Two works point in novel directions, “Riding Death” and “Archangel.” The former shows a tiger upon whose head rests a small sculpture of two figures on horseback, with a blue bandana folded underneath, referencing the Crips. The picture alludes to a skit by comedian Cat Williams about tigers in the zoo as a metaphor for the black experience. It is one of the two weaker drawings in the show, but the first time Pruitt has drawn an animal and potentially a harbinger of exciting work to come. In “Archangel,” a flying drone is draped with votive offerings including flowers, cigarettes, a wad of cash, and a Black Lives Matter T-shirt. Equipped with both surveillance cameras and ordinary handheld ones, it brings to mind the reciprocal watchfulness of law enforcement and the citizen cell phones that record police action. Technology has always appeared as a functional adornment on Pruitt’s figures, but here it becomes the main character, an ambivalent altar.

Robert Pruitt, "Archangel" (2015), mixed media on paper, 84" x 60" unframed (photo by Gene Ogami) (click to enlarge)

Robert Pruitt, “Archangel” (2015), mixed media on paper, 84″ x 60″ unframed (photo by Gene Ogami) (click to enlarge)

Pruitt loads his work with references to back-to-Africa movements and Afrofuturism, Basquiat paintings, and the slave trade. His drawings come with a social mission, and the art world, with its self-congratulatory political posturing, is not ideal for bringing such urgently felt ambition to the street, where the black body is unquestionably under assault. Nevertheless, the power to shape one’s own representation is central to self-determination, as evidenced by the meme #IfTheyGunnedMeDown, which erupted after the killing of Michael Brown in Ferguson. During the opening, a teacher from a public school in Compton told Pruitt that her students do a research project on him every year, and she will be bringing her class to see the exhibit. Pruitt intimates a future of open horizons with his jetpacks and space suits, but perhaps more importantly, he gathers up the past, including the militancy of Marcus Garvey and the Black Panthers, and beyond them to the richness of African art that precedes colonialism and North American slavery. Pruitt consciously chooses his ancestors and in so doing, his identity. It’s no accident he often uses the figure’s head as a locus of symbolic references. Art somehow filters into our consciousness, and though the seep is slow and incremental, it is real and it matters.

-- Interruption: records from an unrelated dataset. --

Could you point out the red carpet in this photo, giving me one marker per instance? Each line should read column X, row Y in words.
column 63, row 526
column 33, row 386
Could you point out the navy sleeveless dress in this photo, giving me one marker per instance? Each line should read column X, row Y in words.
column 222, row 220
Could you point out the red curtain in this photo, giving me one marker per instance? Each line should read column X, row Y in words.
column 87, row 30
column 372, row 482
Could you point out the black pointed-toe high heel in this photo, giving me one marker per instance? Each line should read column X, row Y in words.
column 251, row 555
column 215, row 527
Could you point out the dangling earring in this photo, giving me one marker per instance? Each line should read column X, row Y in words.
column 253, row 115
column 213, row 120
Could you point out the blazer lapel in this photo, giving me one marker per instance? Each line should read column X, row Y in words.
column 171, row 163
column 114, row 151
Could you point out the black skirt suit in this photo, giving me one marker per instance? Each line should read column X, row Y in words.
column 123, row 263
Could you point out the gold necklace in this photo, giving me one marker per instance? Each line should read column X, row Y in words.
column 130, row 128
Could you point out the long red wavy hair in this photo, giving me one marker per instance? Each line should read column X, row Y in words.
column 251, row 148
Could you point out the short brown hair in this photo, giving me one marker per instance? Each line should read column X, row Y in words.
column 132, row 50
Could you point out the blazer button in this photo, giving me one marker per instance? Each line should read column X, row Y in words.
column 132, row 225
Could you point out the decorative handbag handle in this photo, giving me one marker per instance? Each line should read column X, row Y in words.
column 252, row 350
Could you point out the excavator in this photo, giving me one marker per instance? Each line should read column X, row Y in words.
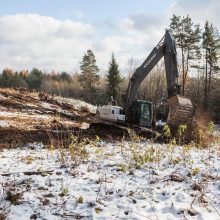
column 139, row 113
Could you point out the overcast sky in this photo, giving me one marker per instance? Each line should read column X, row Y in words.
column 54, row 34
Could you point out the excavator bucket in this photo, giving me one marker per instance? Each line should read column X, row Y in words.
column 180, row 110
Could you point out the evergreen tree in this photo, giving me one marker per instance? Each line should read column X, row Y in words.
column 89, row 79
column 114, row 79
column 211, row 45
column 187, row 37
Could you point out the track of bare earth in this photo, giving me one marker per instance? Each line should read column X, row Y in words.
column 29, row 116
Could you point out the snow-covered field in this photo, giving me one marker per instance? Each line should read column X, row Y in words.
column 124, row 180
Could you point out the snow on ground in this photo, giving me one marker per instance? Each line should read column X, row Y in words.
column 124, row 180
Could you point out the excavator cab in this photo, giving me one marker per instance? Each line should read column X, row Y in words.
column 141, row 113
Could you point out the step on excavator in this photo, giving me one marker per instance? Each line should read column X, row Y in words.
column 138, row 114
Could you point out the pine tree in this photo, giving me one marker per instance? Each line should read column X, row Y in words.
column 89, row 78
column 187, row 37
column 114, row 79
column 211, row 44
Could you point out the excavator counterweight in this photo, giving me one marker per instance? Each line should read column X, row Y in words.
column 139, row 113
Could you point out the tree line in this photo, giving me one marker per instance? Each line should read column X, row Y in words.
column 199, row 68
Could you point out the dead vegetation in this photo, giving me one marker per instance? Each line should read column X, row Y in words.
column 30, row 117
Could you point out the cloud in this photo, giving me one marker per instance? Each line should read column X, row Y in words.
column 32, row 40
column 198, row 10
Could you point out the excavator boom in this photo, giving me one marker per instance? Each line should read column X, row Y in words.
column 180, row 108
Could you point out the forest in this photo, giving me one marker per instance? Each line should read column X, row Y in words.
column 198, row 48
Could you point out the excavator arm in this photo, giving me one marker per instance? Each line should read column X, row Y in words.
column 178, row 105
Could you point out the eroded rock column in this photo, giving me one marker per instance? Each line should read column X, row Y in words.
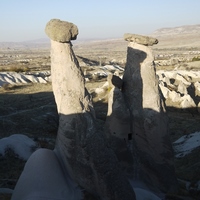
column 80, row 147
column 144, row 129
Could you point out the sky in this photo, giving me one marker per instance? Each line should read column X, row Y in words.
column 22, row 20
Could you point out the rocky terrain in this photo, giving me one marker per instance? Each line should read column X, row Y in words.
column 24, row 96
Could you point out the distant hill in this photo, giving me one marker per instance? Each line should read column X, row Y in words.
column 187, row 36
column 175, row 31
column 178, row 37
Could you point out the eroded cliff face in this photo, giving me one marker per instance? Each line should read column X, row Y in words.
column 80, row 147
column 135, row 144
column 138, row 123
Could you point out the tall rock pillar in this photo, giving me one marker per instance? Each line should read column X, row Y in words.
column 80, row 147
column 137, row 125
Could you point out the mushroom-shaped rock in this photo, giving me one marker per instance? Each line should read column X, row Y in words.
column 140, row 39
column 61, row 31
column 80, row 146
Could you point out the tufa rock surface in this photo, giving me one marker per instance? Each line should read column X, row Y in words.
column 140, row 39
column 80, row 147
column 61, row 31
column 137, row 124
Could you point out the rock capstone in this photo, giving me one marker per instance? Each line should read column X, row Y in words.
column 80, row 147
column 140, row 110
column 61, row 31
column 140, row 39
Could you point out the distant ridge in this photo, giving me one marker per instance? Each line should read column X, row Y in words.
column 172, row 31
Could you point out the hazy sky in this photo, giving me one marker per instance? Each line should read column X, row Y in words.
column 22, row 20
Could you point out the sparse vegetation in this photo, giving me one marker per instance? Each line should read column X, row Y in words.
column 15, row 69
column 195, row 59
column 30, row 109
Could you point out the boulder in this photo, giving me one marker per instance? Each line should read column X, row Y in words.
column 182, row 89
column 61, row 31
column 140, row 39
column 197, row 88
column 80, row 147
column 144, row 121
column 187, row 102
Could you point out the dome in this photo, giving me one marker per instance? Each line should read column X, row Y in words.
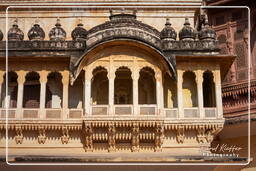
column 168, row 32
column 57, row 33
column 36, row 32
column 187, row 32
column 207, row 33
column 79, row 33
column 1, row 35
column 15, row 33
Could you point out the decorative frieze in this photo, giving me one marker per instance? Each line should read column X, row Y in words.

Robert Pruitt: Flight Risk continues at Koplin Del Rio (6031 Washington Blvd, Culver City, California) through December 5.

Daniel Gerwin is an artist and writer living in Los Angeles.

One reply on “Drawing an Afro-Future with the Past and Present”

  1. Huge admirer of his work. Especially his early pieces of urban youth wearing West African mask. His work makes you wondering what it would be like if slavery never happened and the empires of old took a different route. Great article!